The colonial town of Valladolid, located between the Yucatán hot spots Cancun and Merida, is known as a convenient overnight stop when touring the nearby pyramids of Chichen Itza and Ek Balam. Now it’s also the home of Museo de Ropa Etnica de Mexico (MUREM), a recently opened museum of ethnic clothing designed to reflect the country’s multifaceted cultures.
The nonprofit museum’s founder and director, Tey Mariana Stiteler, grew up in the outskirts of Pittsburgh, but the Mexican heritage of her mother, Angeles, was an important part of her upbringing. As a professor of Spanish at the local university I attended, the now-91-year-old Angeles López-Portillo de Stiteler organized yearly cultural fairs to introduce students to the foods and traditions of her native land.
I recall the senior Stiteler enlisting family and friends in all-day tamale-making sessions, tamales being a less-than-familiar menu item in North America in the 1970s.

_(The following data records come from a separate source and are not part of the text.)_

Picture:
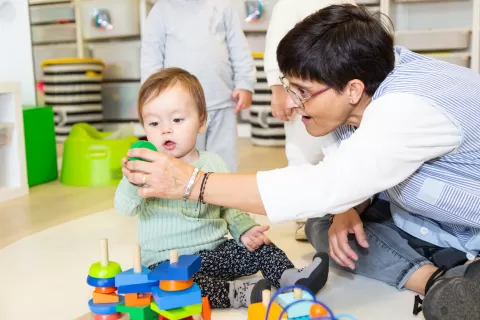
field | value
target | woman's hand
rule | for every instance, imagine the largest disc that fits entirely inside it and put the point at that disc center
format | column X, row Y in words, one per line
column 340, row 250
column 255, row 237
column 165, row 176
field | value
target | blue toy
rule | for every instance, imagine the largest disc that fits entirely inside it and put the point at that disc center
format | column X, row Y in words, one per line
column 182, row 269
column 302, row 300
column 171, row 300
column 138, row 288
column 104, row 308
column 137, row 275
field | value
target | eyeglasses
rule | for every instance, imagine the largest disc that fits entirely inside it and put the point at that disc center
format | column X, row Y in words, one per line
column 295, row 97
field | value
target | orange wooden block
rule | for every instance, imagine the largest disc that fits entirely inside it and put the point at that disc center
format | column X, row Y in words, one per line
column 317, row 311
column 105, row 297
column 175, row 285
column 115, row 316
column 138, row 299
column 258, row 311
column 206, row 309
column 106, row 290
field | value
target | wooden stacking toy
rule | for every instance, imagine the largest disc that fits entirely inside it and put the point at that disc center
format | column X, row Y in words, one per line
column 165, row 293
column 101, row 276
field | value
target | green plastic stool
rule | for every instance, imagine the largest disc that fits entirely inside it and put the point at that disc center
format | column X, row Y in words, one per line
column 40, row 144
column 90, row 159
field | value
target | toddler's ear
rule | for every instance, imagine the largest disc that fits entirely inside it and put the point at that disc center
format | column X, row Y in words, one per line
column 203, row 127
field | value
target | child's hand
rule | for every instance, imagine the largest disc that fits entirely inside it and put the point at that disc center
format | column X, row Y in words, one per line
column 255, row 238
column 243, row 99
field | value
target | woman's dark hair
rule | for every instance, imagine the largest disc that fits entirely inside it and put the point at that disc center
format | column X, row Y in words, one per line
column 337, row 44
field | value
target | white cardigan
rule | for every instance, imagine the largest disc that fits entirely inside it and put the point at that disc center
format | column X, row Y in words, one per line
column 398, row 133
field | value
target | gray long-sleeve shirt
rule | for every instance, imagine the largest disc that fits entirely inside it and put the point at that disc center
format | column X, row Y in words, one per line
column 203, row 37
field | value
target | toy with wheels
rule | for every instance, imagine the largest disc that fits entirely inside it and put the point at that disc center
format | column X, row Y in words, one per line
column 90, row 158
column 300, row 304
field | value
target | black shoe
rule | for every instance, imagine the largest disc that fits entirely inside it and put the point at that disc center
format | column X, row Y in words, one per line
column 318, row 278
column 453, row 294
column 256, row 295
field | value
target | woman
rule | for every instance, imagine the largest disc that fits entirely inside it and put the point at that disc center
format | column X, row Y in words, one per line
column 409, row 143
column 300, row 147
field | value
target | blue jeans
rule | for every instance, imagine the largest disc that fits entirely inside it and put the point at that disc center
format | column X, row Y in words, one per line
column 393, row 255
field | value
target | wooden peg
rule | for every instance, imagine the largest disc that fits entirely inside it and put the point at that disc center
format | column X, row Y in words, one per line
column 266, row 296
column 297, row 293
column 173, row 256
column 104, row 252
column 137, row 259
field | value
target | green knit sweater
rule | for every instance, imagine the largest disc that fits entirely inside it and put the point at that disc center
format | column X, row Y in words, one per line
column 163, row 225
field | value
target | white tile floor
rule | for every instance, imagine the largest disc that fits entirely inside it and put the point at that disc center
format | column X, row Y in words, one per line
column 44, row 276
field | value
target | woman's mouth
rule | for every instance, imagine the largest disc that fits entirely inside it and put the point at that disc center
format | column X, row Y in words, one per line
column 169, row 145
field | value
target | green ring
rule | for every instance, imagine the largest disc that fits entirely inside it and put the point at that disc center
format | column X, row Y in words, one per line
column 99, row 272
column 142, row 144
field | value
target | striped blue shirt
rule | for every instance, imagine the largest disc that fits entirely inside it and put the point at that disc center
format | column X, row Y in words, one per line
column 440, row 202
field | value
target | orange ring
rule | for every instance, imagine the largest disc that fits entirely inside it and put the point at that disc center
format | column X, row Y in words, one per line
column 175, row 285
column 106, row 290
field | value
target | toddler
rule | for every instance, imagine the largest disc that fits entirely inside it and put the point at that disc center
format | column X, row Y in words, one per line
column 172, row 110
column 206, row 39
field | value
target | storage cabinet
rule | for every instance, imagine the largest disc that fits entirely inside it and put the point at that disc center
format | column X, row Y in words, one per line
column 52, row 13
column 120, row 102
column 445, row 30
column 102, row 19
column 43, row 34
column 121, row 58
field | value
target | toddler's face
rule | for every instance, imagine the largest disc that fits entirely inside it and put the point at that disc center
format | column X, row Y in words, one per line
column 172, row 122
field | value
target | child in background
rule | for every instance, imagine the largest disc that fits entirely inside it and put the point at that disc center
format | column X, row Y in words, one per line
column 172, row 110
column 204, row 38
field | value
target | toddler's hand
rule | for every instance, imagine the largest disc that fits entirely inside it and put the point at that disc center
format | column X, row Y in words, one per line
column 255, row 238
column 243, row 99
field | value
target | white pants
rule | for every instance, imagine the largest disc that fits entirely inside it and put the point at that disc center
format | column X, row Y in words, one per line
column 221, row 136
column 301, row 147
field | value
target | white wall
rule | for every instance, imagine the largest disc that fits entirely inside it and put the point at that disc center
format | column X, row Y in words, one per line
column 16, row 62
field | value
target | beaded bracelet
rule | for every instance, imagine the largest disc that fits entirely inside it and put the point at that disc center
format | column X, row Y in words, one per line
column 189, row 187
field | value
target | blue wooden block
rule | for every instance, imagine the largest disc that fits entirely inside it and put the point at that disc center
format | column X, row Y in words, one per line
column 129, row 277
column 104, row 308
column 101, row 283
column 307, row 318
column 167, row 300
column 184, row 269
column 298, row 310
column 138, row 288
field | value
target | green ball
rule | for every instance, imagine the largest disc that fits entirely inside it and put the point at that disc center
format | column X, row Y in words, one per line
column 142, row 144
column 99, row 272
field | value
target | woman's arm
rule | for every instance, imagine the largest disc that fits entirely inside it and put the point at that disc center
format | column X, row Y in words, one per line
column 238, row 191
column 398, row 134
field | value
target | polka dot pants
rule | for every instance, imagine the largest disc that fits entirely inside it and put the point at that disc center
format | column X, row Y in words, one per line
column 230, row 261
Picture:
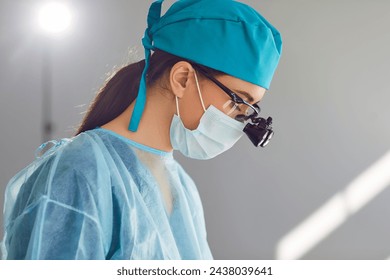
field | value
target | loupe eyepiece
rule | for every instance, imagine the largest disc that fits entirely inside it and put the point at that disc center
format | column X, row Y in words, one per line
column 260, row 131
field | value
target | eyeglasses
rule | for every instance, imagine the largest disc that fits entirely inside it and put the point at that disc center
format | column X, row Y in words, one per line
column 237, row 107
column 258, row 130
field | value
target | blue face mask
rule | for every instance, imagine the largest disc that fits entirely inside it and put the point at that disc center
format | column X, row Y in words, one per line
column 215, row 133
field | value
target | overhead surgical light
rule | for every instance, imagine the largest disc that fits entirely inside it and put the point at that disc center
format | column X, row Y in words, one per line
column 54, row 17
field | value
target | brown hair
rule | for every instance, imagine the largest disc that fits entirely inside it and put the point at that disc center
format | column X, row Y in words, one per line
column 121, row 89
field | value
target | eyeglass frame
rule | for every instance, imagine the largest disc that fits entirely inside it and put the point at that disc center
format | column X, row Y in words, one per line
column 233, row 96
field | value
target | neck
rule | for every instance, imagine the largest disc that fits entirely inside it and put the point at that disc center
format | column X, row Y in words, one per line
column 154, row 127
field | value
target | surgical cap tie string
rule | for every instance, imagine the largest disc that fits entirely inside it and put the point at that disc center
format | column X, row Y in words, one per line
column 147, row 41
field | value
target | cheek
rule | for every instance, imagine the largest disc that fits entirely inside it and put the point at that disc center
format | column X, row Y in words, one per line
column 191, row 110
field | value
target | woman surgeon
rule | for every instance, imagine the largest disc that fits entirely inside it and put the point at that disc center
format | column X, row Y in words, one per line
column 114, row 191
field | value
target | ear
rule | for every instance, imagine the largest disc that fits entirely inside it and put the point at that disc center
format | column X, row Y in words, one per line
column 179, row 78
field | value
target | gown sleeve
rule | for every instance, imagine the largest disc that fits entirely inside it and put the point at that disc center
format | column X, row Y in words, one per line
column 54, row 215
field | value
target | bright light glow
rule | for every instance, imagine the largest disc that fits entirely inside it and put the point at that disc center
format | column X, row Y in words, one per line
column 55, row 17
column 335, row 211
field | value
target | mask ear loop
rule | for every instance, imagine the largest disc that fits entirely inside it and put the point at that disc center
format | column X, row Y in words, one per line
column 177, row 107
column 200, row 93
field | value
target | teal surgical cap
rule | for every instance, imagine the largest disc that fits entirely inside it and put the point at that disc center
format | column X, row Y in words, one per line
column 221, row 34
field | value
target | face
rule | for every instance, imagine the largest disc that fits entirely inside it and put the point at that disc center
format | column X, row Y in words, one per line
column 191, row 109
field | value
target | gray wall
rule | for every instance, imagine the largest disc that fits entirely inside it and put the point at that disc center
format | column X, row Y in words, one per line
column 329, row 100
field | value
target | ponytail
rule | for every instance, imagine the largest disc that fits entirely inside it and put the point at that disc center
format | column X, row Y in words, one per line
column 122, row 88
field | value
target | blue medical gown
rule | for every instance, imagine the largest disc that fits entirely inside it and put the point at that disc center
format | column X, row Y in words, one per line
column 102, row 196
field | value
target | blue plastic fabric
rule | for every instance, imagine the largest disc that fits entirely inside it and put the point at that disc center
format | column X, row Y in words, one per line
column 101, row 196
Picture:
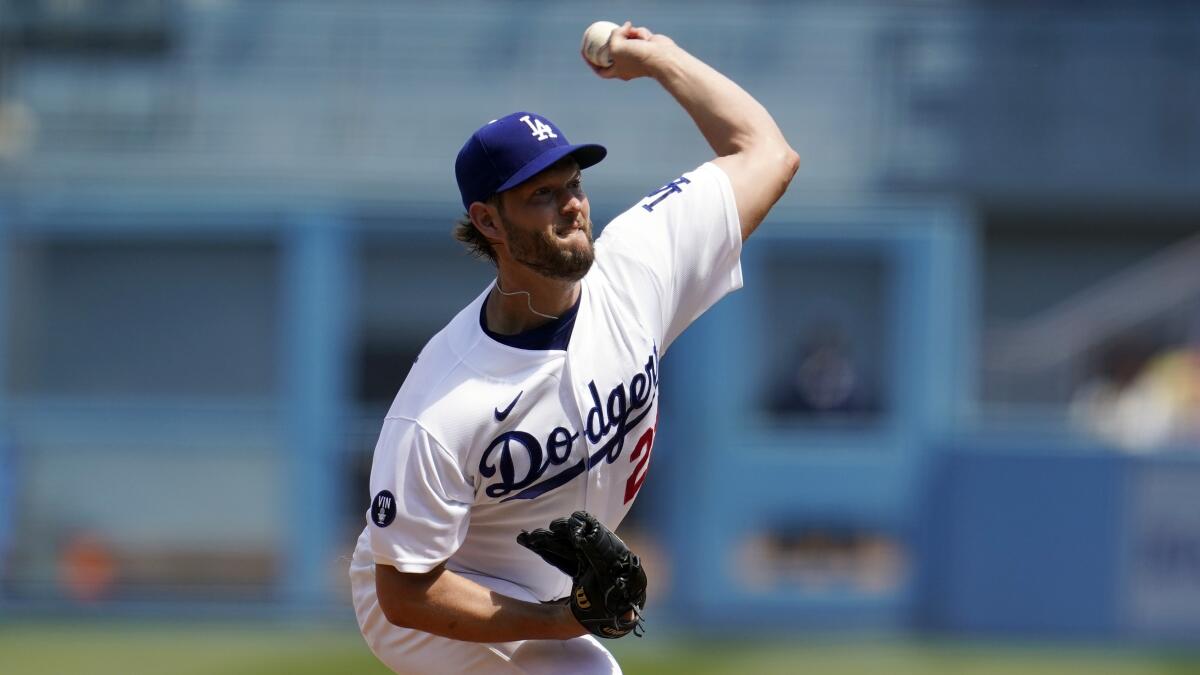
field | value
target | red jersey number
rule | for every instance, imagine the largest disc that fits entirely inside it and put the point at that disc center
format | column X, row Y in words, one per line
column 641, row 455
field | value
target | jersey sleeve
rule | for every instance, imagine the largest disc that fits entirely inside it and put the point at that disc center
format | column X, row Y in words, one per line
column 421, row 499
column 688, row 237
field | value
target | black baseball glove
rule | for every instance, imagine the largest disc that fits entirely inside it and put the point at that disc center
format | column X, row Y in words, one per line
column 607, row 581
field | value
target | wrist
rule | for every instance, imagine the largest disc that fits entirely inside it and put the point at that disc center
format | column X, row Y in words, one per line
column 565, row 623
column 665, row 61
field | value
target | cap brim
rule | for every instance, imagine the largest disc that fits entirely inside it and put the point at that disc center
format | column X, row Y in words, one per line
column 586, row 154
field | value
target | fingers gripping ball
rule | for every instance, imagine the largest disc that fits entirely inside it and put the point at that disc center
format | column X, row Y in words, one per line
column 609, row 584
column 595, row 43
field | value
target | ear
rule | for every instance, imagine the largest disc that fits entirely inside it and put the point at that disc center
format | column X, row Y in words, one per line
column 486, row 220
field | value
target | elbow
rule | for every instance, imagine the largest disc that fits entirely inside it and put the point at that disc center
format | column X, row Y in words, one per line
column 400, row 596
column 791, row 163
column 394, row 611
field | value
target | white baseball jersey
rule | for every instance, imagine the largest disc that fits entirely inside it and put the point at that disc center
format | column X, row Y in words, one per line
column 485, row 440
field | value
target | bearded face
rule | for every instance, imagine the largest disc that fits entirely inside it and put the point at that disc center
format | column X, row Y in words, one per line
column 546, row 223
column 563, row 254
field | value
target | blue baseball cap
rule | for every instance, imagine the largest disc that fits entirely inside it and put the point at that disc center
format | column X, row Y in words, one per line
column 505, row 153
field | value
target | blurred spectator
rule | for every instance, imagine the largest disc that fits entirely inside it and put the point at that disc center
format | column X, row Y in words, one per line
column 1143, row 404
column 822, row 378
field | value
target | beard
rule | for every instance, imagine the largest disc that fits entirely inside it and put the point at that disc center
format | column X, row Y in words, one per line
column 549, row 256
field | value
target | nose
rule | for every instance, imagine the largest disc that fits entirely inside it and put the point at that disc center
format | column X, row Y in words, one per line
column 574, row 204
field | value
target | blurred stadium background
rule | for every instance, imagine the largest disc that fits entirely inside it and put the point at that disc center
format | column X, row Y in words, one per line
column 951, row 424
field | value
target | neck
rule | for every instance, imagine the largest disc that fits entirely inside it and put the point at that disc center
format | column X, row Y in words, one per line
column 528, row 300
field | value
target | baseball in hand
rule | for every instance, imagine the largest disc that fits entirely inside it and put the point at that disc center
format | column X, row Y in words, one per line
column 595, row 43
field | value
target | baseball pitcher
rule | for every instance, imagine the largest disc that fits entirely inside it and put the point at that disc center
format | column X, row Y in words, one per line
column 526, row 428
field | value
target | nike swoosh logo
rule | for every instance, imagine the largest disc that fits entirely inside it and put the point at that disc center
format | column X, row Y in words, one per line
column 501, row 416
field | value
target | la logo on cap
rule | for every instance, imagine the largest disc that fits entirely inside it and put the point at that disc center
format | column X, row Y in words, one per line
column 541, row 130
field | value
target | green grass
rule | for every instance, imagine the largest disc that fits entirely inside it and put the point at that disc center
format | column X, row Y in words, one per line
column 209, row 649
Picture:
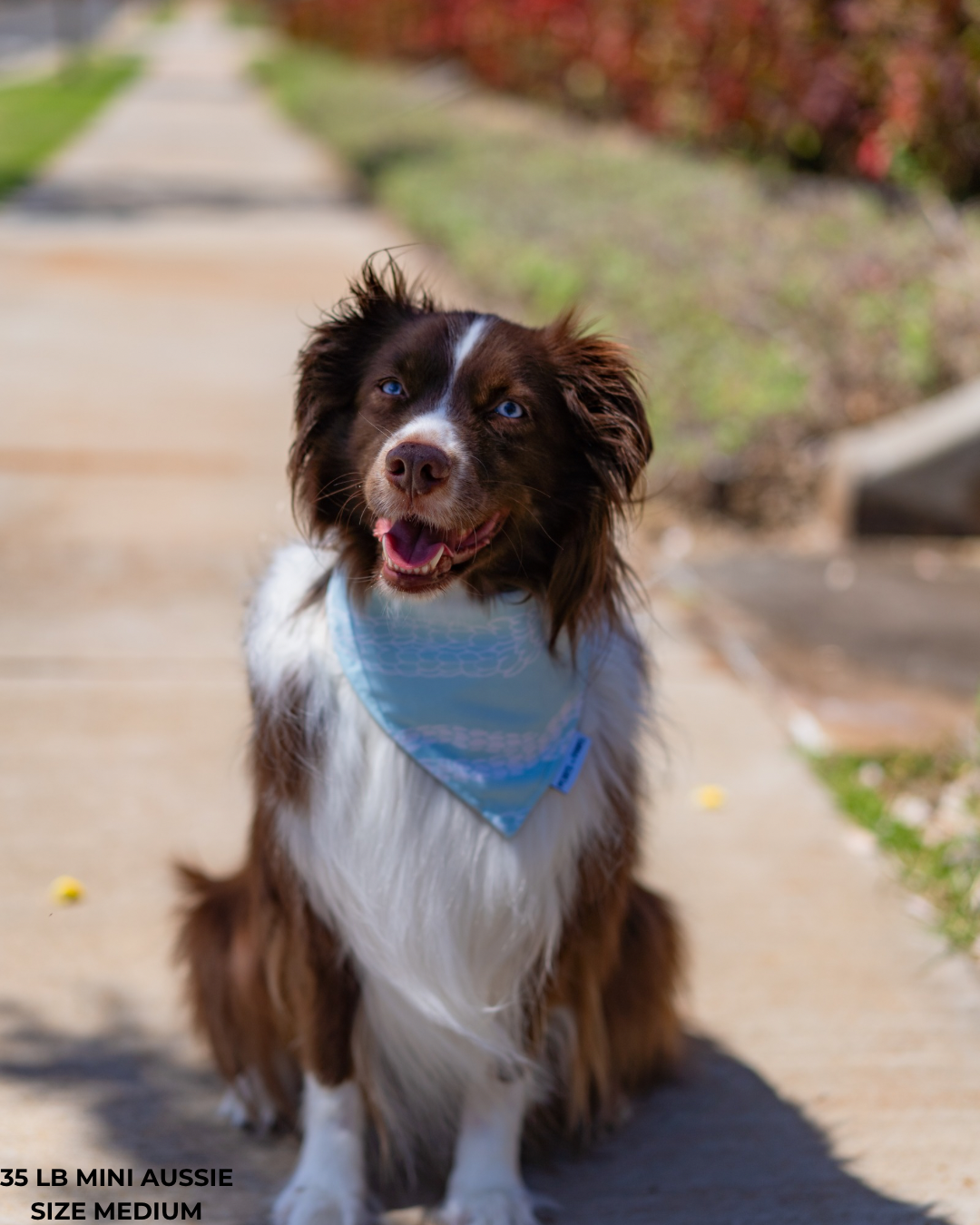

Staking her own claim to her mother’s background, Tey Stiteler wore colorful embroidered Mexican blouses from childhood days through college.
Fast-forward 35 years. After retiring from a career in marketing and communications at the Carnegie Museum of Art, the bilingual Stiteler pondered a move to Mexico. A colleague recommended that she check out Valladolid.
“My mother and I drove down, passing though 22 states. Valladolid was love at first sight, and the very first night in my hotel bed, I thought that I wanted to make it a permanent relationship,” Stiteler said.
And so she did. This past winter, she launched MUREM in a traditional colonial building just steps from Valladolid’s lively public square. Coming full circle, Stiteler now exhibits examples of the colorful costumes she wore long ago (and still does).